Vient de paraître : « Probing Gordon Mumma’s Studio Heuristic through a Digital Recreation of Mesa (1966) », par Jonathan Goldman (membre de l’OICRM), Contemporary Music Review, vol. 39, no 6, 2020, p. 734-757, DOI: 10.1080/07494467.2020.1863009.
« Gordon Mumma (b. 1935) composed and performed music with live electronics alone or in collaboration with such central figures as John Cage, David Tudor, or Robert Ashley.

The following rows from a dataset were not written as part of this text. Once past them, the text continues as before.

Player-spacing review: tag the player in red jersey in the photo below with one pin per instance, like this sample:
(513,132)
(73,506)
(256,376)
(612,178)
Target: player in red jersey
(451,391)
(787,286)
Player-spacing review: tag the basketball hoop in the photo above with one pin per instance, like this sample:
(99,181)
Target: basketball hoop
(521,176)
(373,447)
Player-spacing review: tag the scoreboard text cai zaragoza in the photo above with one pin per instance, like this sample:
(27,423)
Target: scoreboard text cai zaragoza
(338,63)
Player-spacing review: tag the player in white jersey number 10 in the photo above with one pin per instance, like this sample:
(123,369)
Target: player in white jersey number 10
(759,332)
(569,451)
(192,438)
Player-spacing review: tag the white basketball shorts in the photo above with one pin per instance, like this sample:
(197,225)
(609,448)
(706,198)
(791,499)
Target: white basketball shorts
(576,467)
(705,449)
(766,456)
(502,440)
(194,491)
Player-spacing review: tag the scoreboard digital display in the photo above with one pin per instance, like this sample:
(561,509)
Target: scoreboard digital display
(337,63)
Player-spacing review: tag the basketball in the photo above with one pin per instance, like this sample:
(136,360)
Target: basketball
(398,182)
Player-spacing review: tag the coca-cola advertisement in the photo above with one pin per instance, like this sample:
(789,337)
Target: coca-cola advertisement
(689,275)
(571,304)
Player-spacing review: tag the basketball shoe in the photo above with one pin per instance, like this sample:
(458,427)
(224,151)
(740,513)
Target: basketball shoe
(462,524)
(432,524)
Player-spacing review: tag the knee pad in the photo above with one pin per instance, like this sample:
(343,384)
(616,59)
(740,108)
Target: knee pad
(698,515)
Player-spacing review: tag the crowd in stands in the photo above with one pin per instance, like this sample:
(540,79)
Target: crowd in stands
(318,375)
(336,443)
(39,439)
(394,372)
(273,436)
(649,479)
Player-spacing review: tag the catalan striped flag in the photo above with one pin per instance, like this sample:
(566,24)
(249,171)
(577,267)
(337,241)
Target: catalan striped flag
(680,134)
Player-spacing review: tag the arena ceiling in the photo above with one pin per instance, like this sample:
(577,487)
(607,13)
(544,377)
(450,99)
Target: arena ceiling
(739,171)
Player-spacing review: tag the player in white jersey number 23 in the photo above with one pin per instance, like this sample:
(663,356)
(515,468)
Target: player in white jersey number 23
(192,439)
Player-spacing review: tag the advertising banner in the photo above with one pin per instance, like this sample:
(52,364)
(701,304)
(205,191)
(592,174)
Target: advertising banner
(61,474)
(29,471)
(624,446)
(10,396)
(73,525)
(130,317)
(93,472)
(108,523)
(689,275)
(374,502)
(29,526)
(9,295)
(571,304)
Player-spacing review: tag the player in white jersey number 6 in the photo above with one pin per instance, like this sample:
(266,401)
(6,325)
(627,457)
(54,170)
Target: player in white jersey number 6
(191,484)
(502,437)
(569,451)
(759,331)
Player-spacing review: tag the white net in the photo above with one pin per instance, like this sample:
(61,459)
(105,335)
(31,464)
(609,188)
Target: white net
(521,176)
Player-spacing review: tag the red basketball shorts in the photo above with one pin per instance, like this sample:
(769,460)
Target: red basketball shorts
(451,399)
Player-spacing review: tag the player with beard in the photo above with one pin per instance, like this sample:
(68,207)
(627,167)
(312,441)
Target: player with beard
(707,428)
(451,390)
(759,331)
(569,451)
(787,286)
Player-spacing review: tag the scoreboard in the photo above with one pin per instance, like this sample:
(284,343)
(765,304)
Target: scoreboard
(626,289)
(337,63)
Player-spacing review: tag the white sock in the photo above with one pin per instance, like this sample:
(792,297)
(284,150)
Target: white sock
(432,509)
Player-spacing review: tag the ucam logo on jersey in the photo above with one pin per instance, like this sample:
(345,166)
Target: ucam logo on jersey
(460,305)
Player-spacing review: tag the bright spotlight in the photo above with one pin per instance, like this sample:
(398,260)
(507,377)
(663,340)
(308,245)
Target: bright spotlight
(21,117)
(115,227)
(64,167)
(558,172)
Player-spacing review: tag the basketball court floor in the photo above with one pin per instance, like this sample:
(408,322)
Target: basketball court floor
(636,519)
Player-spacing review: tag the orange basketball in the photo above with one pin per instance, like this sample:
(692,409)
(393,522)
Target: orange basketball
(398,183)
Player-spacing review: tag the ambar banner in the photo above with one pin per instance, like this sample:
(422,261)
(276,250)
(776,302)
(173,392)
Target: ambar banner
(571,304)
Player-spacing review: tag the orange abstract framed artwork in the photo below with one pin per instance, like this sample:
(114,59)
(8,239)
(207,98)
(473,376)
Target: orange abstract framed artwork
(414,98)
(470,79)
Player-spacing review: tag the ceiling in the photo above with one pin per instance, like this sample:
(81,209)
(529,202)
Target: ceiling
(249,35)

This activity, closely linked to the American experimentalist tradition, grew out of his first youthful electronic essays on the University of Michigan campus, his work in Milton Cohen’s Space Theater beginning in 1957, and then at the ONCE festival from 1961. It was in Ann Arbor, Michigan that Mumma set up his first electronic music home studio, a pioneering effort that was so innovative that Mumma would publish an article on home studio building in the Journal of the Audio Engineering Society in 1964. This paper traces Mumma’s studio heuristic by reporting on the results of a digital recreation project by the author, in collaboration with Francis Lecavalier (programming) and Ofer Pelz (electronic performance), of one of Mumma’s iconic live electronic works, Mesa (1966), for bandoneon and live electronics. By synthesising information culled from an electronics schematic diagram, two recordings of the work, the composer’s contemporaneous writings and published interviews, but most importantly, an email correspondence stretching over the two years that preceded the performance of Mesa at the Montreal New Musics Festival on 27 February 2017, the ‘DIY’ practices of this early live electronic creation come into focus. Mesa’s apparatus involves the following essential elements: 1) ring modulation 2) a gate matrix that only sends signals beyond a given threshold to the effects modules 3) four input channels consisting of two piezo microphones on either side of the bandoneon as well as 4) a corresponding quadraphonic output to four speakers. The author contends that in an open-ended creation like Mesa, the work’s ontology is coeval with the scope of its technical apparatus. »
Une version antérieure de ce texte a été publiée en français dans la Revue musicale OICRM.